Monday, May 24, 2010

The Mayhem Roundup

By David Heinzmann

I was sitting at the Tribune’s city desk the other day with my boss, working on a story I was writing, when the editor next to us hung up the phone and said, more or less, you’re not going to believe this.

Mayor Daley just told a reporter he was going to stick a gun up a reporter’s "butt" and pull the trigger. And it’s on tape.

City Hall reporters apparently huddled around their tape recorders for several minutes after the mayor’s press conference listening over and over again in a bit of disbelief. Did he really say that? Is it really possible?

So then Saturday afternoon a cop called me as I was driving home from the Niles library’s The Big Read event (where I’d appeared with fellow Outfitters Libby Hellman and Newsman Gruley, as well as friends of the Outfit, Sam Reaves, Bob Goldsborough and Luisa Buehler). You should ask whether he committed a crime, the cop said.

Certain forms of intimidation are against the law, after all, and when a person of such authority is waving a gun in the air, well…
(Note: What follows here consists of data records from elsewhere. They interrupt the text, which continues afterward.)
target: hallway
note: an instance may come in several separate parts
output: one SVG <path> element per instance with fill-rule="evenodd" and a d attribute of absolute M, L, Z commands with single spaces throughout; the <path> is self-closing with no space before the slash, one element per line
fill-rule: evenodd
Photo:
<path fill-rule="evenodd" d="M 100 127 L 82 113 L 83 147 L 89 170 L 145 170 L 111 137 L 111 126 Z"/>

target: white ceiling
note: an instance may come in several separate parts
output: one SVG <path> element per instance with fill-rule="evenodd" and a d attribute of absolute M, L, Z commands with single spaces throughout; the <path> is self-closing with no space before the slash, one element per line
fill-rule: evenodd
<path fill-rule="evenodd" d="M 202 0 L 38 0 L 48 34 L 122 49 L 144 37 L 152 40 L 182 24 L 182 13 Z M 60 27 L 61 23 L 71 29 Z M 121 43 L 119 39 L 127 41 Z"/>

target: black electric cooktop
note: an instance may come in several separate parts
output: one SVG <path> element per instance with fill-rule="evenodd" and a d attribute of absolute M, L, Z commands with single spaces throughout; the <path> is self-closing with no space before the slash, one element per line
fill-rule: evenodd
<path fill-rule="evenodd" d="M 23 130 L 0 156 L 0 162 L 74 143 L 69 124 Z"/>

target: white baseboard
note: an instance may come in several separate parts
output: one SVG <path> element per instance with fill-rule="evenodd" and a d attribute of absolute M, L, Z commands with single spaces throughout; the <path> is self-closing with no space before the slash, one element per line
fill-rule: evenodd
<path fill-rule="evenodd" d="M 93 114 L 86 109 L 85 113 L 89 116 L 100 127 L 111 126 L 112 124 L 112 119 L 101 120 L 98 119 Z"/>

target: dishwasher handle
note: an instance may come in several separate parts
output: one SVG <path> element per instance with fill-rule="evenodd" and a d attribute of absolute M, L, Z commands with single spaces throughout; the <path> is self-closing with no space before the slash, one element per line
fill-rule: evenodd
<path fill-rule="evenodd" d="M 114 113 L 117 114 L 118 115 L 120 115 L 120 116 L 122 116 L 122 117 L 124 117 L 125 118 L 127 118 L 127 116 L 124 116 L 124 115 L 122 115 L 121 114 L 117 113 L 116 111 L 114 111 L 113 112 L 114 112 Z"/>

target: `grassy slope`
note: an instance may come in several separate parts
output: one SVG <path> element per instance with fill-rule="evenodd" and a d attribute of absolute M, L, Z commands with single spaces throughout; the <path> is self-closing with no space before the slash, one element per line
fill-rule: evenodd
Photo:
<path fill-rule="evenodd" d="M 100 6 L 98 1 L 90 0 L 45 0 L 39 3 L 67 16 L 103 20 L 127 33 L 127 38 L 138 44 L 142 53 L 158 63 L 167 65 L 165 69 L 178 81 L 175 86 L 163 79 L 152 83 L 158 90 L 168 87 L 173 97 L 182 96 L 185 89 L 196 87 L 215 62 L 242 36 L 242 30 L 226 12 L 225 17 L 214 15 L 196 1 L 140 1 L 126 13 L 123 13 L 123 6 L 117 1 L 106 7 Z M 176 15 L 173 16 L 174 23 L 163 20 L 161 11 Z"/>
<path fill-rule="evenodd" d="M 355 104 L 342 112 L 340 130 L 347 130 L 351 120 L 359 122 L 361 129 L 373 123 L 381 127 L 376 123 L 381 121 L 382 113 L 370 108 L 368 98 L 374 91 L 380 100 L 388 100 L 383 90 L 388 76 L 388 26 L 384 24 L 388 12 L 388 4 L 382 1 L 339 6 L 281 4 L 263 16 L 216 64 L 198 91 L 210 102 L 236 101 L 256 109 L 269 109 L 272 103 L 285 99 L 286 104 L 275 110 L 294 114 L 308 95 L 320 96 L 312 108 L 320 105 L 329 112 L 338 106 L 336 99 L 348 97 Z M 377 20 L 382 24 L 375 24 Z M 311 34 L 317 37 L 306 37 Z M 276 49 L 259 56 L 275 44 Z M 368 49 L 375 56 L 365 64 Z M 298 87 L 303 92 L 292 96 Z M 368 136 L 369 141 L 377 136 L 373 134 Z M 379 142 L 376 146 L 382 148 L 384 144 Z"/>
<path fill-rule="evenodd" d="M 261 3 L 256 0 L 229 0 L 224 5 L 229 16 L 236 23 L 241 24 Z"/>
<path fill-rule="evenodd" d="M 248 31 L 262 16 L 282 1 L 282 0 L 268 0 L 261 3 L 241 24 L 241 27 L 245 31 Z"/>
Except it was a press conference and everybody in the room has a strong presumption the gun was unloaded and, um, it was Daley.

Anyway, this is a measure of how much the cops in this city can’t stand the mayor of this city. What’s worse, the Daley sideshow happened on the day after an off-duty Chicago police officer was murdered when four knuckleheads tried to rob him of his motorcycle at gunpoint in front of his father’s house and across the street from the park the cop has pledged to rid of gang violence. Cops believed Daley was trying to make political hay out of a police officer's death in his effort to see a gun ban in the city upheld.

It’s an absolutely awful story told amazingly here by my colleague, Annie Sweenie. By coincidence she had interviewed Thomas Wortham IV a week before about his efforts to take back Cole Park from the gangbangers encroaching from different neighborhoods.

One of the strange realities of newspaper journalism is that sometimes we do our best work writing about the most tragic circumstances.

At this point, I’m reminded of Laura’s post a few days ago about what a hell of a summer it’s going to be with all these trials—Burge (the police torturer), Blago (our most recent indicted governor) and Drew Peterson (our collective offering to the Tabloid TV gods)—unfolding.

They’re picking the Burge jury starting today and USA vs. Blagojevich is right around the corner.

When I used to work Sundays in the newsroom I’d invariably get assigned to write the “mayhem roundup,” which was a shortish story combining all of the shootings and crime that we couldn't fit into the paper on their own into one tidy story. The mayhem story was a reflection of the fact that there was just too much death and destruction in the city day after day to write a story about each tragedy.

This summer is really shaping up into a Mount Olympus of mayhem roundups. There’s just too much to pay attention to. All the trials Laura mentioned, plus a murder rate creeping back up – seems like there’s a car found with three bound, gagged and executed bodies in it every other day—plus the daily dramas of the Daley Show, plus a bunch of juicy political races, including U.S Senate and governor. (Hey, everybody, Scott Lee Cohen is back! Running for guv, and this time he’s got former Gangster Disciples honcho “Wallace Gator” Bradley on his side!)

It’s like a stimulus package for the news business. So buy a newspaper, grab a cup of coffee and a donut, and read all about it.

One postscript: last time, I blogged about heading off on my annual fishing trip in northern Wisconsin. Praise the Maker, I got no speeding tickets this time. The actual fishing was godawful, but no matter, I gained five pounds in beer and venison weight, and thoroughly enjoyed both books on tape that I checked out of the library. Michael Connelly’s The Closers on the way up, and then le Carre’s Mission Song on the way back. Actually, I’m not finished with the second one, so I’m still driving around town listening to it here and there. The narration by an actor named David Oyelowo, is really out of this world.

2 comments:

Jamie Freveletti said...

My feeling is Chicago hasn't been "working" for a long time. Both you and Laura are right, it's going to be a long, hot, deadly summer.